Re: RBD layering design draft

Sage Weil <sage@xxxxxxxxxxx> · Fri, 15 Jun 2012 17:46:27 -0700 (PDT)

Looks good!  Couple small things:

On Fri, 15 Jun 2012, Josh Durgin wrote:
> Here's a draft of a patch to the docs outlining the rbd layering
> design. Is anything unclear? Any suggestions for improvement?
> 
> Josh
> 
> ============
> RBD Layering
> ============
> 
> RBD layering refers to the creation of copy-on-write clones of block
> devices. This allows for fast image creation, for example to clone a
> golden master image of a virtual machine into a new instance.
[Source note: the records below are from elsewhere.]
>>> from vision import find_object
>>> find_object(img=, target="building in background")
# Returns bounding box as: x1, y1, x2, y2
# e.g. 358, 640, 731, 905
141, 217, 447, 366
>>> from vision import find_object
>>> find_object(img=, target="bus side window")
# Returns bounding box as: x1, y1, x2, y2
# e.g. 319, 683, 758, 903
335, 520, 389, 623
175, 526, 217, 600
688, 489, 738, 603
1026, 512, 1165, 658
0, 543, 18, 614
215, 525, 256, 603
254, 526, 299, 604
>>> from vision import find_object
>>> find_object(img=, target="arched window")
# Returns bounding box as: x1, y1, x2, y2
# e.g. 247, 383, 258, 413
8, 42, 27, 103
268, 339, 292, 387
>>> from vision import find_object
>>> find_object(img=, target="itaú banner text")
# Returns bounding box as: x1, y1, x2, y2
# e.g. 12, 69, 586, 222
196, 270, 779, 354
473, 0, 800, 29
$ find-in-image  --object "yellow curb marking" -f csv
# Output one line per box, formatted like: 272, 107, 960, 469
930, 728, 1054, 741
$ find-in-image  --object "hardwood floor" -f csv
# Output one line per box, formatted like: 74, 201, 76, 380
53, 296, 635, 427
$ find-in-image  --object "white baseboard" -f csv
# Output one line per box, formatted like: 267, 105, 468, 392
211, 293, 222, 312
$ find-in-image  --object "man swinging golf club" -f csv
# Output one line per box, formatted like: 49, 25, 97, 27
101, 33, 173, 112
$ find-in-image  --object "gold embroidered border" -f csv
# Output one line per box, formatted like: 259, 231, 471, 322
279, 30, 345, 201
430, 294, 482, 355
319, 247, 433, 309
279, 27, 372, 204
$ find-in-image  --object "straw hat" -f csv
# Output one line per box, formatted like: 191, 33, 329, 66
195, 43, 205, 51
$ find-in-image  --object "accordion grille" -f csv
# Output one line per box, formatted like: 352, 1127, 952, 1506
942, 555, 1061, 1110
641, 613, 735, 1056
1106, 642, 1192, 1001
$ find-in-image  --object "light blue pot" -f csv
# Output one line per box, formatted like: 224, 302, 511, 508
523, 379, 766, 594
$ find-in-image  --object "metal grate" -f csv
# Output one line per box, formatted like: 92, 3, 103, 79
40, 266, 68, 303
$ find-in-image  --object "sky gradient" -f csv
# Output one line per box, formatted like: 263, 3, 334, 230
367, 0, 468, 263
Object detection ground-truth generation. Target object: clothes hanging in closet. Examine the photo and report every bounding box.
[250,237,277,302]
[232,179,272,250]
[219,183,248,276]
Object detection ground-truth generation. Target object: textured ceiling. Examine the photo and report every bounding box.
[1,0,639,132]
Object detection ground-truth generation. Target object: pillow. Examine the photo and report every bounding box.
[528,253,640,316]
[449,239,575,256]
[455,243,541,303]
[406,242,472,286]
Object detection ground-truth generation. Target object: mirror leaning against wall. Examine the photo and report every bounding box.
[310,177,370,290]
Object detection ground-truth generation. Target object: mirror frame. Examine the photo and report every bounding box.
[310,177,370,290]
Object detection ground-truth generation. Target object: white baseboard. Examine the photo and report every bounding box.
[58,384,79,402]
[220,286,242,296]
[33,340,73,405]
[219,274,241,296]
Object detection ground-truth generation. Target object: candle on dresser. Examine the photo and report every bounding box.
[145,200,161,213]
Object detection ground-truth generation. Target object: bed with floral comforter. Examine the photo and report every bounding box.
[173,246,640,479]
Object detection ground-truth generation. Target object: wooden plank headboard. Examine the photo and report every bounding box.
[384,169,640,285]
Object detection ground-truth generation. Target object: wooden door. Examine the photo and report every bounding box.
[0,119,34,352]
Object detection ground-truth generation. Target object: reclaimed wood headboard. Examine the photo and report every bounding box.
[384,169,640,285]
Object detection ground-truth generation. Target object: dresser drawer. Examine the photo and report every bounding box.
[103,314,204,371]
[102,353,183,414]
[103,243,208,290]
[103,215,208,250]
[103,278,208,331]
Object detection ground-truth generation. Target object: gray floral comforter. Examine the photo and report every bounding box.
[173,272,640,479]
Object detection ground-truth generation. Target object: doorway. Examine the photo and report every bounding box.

To
> simplify the semantics, you can only create a clone of a snapshot -
> snapshots are always read-only, so the rest of the image is
> unaffected, and there's no possibility of writing to them
> accidentally.
> 
> Note: the terms `child` and `parent` below mean an rbd image created
> by cloning, and the rbd image snapshot a child was cloned from.
> 
> Command line interface
> ----------------------
> 
> Before cloning a snapshot, you must mark it as preserved, to prevent
> it from being deleted while child images refer to it:
> ::
> 
>     $ rbd preserve pool/image@snap
> 
> Then you can perform the clone:
> ::
> 
>     $ rbd clone --parent pool/parent@snap pool2/child1
> 
> You can create a clone with different object sizes from the parent:
> ::
> 
>     $ rbd clone --parent pool/parent@snap --order 25 pool2/child2
> 
> To delete the parent, you must first mark it unpreserved, which checks
> that there are no children left:
> ::
> 
>     $ rbd unpreserve pool/image@snap
>     Error unpreserving: child images rely on this image
>     $ rbd list_children pool/image@snap
>     pool2/child1
>     pool2/child2
>     $ rbd copyup pool2/child1
>     $ rbd rm pool2/child2
>     $ rbd unpreserve pool/image@snap

Is 'preserve' and 'unpreserve' the verbiage we want to use here?  Not sure 
I have a better suggestion, but preserve is unusual.  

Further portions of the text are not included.